Suggested uses for the equipment include:
- Twisting an imaginary dial to raise the volume of music playing from a radio or TV.
- A user tapping one of their fingers at a make-believe number pad in front of their face to dial a number on a smartphone without having to take it out of their pocket.
- Playing video games without a controller. For instance a player could use their hand as a virtual gun, pointing a finger out to resemble a weapon's barrel and pressing down their thumb to fire a shot. This goes beyond what current gaming sensors can detect.
- 3D-gesture controls for tablet computers. For example, by clenching their fist a user could zoom into an image, while opening their palm would reverse the move.
The team suggested an advantage of its device over other gesture sensors was that it could be used with a variety of devices across the day.
But another gesture tech researcher suggested that consumers would prefer sensors to be built into the relevant gadgets, avoiding the need to wear equipment.

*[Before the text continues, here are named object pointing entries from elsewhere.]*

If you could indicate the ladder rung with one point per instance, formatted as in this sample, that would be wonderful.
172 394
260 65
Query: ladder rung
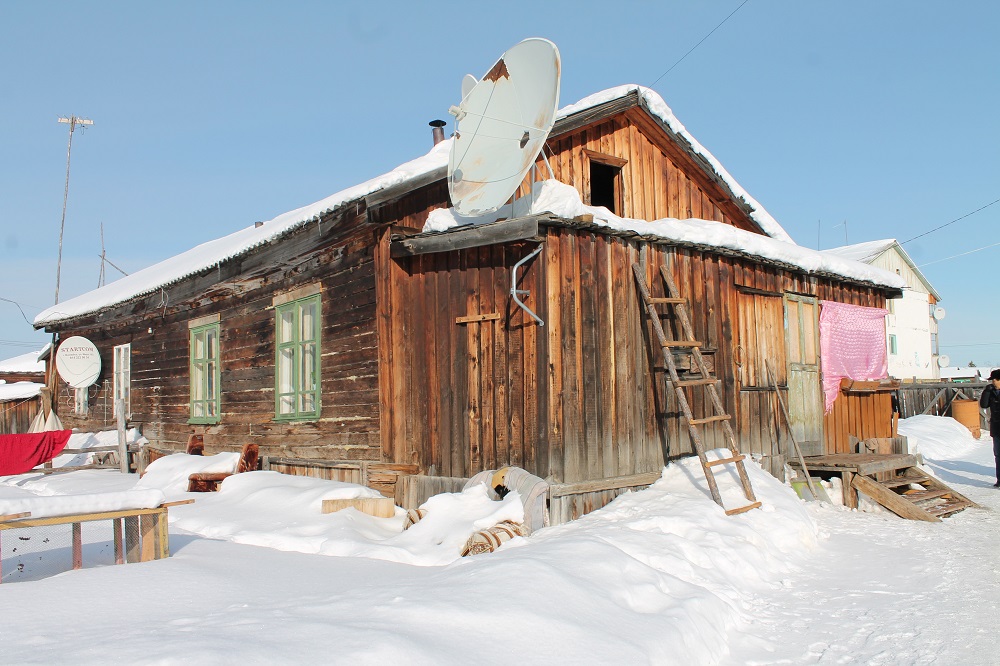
695 382
710 419
742 509
723 461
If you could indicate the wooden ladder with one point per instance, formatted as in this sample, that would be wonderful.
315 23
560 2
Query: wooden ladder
704 379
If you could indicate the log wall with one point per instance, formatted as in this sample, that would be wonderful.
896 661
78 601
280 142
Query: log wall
581 397
337 254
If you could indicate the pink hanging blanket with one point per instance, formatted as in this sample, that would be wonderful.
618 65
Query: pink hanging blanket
19 453
852 345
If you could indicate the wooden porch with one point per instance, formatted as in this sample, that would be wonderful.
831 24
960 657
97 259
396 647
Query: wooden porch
892 480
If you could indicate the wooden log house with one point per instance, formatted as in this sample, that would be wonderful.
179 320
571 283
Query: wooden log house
349 344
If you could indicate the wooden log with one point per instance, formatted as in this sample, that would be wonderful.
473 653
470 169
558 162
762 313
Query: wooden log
380 507
147 537
77 546
131 538
122 442
116 525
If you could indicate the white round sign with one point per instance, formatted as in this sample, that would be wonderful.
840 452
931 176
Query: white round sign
78 361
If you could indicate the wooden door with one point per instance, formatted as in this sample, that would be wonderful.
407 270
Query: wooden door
805 390
760 345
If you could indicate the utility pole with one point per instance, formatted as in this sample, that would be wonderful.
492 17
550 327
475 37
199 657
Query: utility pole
72 121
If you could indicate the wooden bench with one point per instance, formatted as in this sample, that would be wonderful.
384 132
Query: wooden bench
140 535
208 482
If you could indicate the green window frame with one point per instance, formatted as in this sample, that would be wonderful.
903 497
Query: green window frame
297 359
206 374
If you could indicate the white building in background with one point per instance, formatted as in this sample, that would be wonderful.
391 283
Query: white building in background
912 323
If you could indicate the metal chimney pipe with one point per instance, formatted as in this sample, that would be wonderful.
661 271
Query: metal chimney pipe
438 131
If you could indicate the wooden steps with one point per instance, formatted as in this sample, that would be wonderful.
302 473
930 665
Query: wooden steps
932 502
701 378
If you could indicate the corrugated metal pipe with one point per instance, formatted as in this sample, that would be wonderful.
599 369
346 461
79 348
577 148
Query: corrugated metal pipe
438 130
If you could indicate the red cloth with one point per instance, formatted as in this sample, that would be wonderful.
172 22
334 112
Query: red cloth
20 453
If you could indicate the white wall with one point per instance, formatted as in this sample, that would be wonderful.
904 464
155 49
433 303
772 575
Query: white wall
911 322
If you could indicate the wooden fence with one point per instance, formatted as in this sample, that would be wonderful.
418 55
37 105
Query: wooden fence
936 398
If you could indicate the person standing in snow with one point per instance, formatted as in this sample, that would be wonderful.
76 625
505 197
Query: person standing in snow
991 398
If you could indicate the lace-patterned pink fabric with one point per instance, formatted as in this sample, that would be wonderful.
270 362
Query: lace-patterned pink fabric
852 345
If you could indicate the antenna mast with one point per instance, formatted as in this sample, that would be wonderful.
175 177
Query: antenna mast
72 121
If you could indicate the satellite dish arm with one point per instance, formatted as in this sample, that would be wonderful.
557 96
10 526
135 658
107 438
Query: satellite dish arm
514 291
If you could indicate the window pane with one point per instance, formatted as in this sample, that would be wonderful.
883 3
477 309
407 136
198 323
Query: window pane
308 321
285 359
286 325
198 382
198 352
307 371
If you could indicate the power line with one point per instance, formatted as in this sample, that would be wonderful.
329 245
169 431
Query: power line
698 44
18 305
974 344
956 256
19 343
952 222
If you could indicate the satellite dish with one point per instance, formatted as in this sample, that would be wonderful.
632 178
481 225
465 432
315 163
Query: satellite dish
501 125
78 361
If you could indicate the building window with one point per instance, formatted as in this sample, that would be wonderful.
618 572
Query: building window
205 373
605 180
123 378
297 371
81 401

"This portable, mobile solution is an interesting development with potential for novel applications," Dr Richard Picking, reader in human-computer interaction at Glyndwr University, told the BBC.
"However, similar innovations, such as data-glove technologies have failed to find mainstream application domains outside the computer games industry, and this may be also prove to be the case for Digits.
"It's not clear how reliable the technology is: how accurately does the camera need to be calibrated? What happens if it gets knocked about, or inadvertently moved? how comfortable is it?
"Also, this device doesn't support tactile feedback, as is the case for some data-gloves."
Microsoft's team acknowledged the current device was still some way from being ready for market.
It currently needs to be attached to a PC to carry out the necessary computations, making it impractical for real-world use.
It also struggles if two fingers are crossed, the hand is flattened or if the user is holding something while making the gestures.
However, the researchers suggested all these issues could be overcome with further work.